It appears from market surveys that server virtualization has become a mainstream technology: most operators of enterprise data centers have tried it and are moving to full adoption pretty quickly.
At the same time, in the two-and-a-half million or so server rooms and closets in the US, there isn’t much data available, though in a small study and anecdotally server virtualization and consolidation doesn’t appear to have much traction.
In California, where the major investor-owned utilities offered incentive programs for virtualization, the Energy Division, a unit of the California Public Utilities Commission devoted to protecting ratepayer interests, has ordered the end of these programs. (They were extended for some public sector customers, but have now completely ended.)
That decision has cast a pall over the entire country, with utilities deciding not to debut programs even though they might have poor market penetration in their service areas.
And more to the point, that atmosphere is leading to reluctance by utilities to address the server room and closet market, where a utility program could make a real impact.
Just as the decision to extend programs in California for public sector customers was in part a recognition that market penetration was lagging there, is there an opportunity to offer a program specifically targeting server rooms?
There are a few of ways to design such a program: limit customer participation by market segment, or by rate class (which can be a proxy for customer size), or perhaps simply by project size.
While the first two would work and would capture small and medium sized business, for example, they would exclude corporations that often have a large concentration of server rooms “hidden” in their real estate portfolio.
Offering a program that paid an incentive for the first ten or twenty servers removed per site as part of a server virtualization consolidation project would draw in the broadest swath of potential customers. If delivered through IT service providers, the program could truly target the “hard to reach” (that’s a standard utility program term, by the way) server closet market.
And though this program could still reside under a data center and IT market effort, there is some benefit to consider folding it into a commercial office program portfolio. Server rooms can often be a significant portion of the energy use in commercial office facilities but have never been addressed through targeted market programs.

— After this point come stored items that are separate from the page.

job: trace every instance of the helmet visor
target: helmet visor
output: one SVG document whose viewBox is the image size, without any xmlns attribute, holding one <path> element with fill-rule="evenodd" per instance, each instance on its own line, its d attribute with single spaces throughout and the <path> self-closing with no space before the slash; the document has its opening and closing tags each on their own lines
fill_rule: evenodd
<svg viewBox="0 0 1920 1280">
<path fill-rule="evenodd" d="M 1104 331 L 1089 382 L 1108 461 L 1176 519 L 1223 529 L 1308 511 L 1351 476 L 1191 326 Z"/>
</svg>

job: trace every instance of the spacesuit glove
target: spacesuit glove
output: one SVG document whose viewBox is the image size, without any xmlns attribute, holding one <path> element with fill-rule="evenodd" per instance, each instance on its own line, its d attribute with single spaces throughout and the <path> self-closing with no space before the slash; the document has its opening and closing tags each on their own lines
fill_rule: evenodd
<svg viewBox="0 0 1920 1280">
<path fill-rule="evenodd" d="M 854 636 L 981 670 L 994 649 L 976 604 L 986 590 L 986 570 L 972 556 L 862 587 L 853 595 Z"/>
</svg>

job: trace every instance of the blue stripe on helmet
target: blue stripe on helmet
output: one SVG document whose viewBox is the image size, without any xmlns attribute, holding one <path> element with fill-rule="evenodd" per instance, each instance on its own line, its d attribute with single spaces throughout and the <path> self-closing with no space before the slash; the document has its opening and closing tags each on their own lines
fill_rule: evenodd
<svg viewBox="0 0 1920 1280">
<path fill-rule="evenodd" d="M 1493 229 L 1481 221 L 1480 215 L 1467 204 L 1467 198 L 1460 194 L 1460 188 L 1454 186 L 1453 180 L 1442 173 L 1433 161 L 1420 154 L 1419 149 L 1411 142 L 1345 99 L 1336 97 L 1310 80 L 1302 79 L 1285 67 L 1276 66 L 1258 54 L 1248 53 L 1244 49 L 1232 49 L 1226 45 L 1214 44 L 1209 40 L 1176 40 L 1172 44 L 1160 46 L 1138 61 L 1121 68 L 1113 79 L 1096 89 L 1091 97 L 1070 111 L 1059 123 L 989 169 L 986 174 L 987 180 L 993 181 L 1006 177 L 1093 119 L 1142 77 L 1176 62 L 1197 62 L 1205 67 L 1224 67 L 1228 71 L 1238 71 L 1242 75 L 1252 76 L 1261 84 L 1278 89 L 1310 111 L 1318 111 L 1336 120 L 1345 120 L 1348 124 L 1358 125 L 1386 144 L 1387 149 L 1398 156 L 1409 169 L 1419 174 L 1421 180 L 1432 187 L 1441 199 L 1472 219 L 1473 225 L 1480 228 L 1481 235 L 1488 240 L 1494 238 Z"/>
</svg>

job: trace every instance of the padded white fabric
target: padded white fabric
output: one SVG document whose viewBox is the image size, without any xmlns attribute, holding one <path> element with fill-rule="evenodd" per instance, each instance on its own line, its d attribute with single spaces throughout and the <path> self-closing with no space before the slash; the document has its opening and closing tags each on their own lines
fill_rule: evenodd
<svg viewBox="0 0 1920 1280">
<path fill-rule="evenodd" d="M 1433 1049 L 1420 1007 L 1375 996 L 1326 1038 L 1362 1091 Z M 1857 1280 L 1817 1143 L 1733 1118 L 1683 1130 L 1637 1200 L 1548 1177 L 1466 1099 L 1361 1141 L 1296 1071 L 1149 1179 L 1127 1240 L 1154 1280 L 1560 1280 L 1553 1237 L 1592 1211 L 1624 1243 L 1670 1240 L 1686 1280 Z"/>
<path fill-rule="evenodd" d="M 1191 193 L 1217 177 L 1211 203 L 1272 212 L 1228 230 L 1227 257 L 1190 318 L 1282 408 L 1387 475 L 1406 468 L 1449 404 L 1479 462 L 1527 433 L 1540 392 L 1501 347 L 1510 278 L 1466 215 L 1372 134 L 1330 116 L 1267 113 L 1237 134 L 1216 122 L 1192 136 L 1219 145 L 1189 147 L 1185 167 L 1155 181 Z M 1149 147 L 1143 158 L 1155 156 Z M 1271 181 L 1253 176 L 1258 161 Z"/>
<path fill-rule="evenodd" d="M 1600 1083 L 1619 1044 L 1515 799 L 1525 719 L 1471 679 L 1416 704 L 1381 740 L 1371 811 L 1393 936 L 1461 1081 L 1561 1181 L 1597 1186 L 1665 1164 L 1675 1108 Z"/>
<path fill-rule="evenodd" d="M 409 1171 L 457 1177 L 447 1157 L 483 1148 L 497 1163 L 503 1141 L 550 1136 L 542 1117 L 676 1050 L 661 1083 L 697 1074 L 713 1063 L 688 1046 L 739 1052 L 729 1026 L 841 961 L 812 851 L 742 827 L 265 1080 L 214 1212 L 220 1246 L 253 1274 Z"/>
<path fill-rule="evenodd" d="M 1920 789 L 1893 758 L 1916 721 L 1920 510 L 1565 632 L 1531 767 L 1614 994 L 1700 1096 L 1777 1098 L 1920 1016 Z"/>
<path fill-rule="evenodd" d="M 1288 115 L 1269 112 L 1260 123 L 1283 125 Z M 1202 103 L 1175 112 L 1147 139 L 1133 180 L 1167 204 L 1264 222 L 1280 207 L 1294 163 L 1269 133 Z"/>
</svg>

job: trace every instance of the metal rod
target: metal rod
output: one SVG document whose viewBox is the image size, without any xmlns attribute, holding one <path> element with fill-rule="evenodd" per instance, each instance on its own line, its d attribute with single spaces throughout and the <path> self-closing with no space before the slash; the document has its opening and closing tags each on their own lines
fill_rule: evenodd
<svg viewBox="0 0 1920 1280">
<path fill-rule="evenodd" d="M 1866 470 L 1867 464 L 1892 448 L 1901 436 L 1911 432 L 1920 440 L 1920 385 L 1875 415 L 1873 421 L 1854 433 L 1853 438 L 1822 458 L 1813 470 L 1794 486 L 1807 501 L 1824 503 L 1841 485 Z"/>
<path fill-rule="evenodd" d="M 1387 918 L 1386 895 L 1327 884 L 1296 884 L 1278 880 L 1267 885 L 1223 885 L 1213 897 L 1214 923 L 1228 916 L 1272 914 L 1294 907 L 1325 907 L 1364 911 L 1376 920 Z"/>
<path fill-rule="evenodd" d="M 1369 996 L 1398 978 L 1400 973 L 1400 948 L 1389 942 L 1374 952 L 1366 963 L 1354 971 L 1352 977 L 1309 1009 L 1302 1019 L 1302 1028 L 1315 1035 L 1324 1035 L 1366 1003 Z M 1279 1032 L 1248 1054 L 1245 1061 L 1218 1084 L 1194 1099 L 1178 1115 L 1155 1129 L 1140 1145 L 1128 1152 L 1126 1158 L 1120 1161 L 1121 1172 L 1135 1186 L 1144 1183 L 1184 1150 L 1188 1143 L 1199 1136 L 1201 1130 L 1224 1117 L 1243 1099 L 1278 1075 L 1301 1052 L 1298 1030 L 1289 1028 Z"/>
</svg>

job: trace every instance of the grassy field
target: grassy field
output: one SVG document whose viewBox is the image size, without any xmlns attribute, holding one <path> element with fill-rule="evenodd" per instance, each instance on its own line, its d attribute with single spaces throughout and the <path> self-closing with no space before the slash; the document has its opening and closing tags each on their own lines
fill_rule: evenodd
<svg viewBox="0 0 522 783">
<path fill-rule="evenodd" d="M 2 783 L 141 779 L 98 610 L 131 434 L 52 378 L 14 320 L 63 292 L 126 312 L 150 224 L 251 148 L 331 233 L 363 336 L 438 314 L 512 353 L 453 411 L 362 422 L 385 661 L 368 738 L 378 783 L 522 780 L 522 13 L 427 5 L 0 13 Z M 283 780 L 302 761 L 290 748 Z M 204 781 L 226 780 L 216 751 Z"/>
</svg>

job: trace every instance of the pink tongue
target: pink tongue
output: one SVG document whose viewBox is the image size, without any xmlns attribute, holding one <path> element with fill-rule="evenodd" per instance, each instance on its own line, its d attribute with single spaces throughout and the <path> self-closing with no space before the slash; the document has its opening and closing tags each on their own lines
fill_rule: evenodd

It’s a stretch to think that commercial programs, which address lighting and space conditioning equipment, could encompass server room technologies and measures as well. But if you did, and included desktop infrastructure and office equipment as well, you’d truly have a comprehensive program offering.
The upshot is that while the IT industry focus on data center energy efficiency has been vigorous for the past six years or so, server rooms and closets are only recently gaining attention. Utility program managers have an opportunity to affect this hard-to-reach, dispersed infrastructure using innovative program designs that could legitimately include incentives for server virtualization.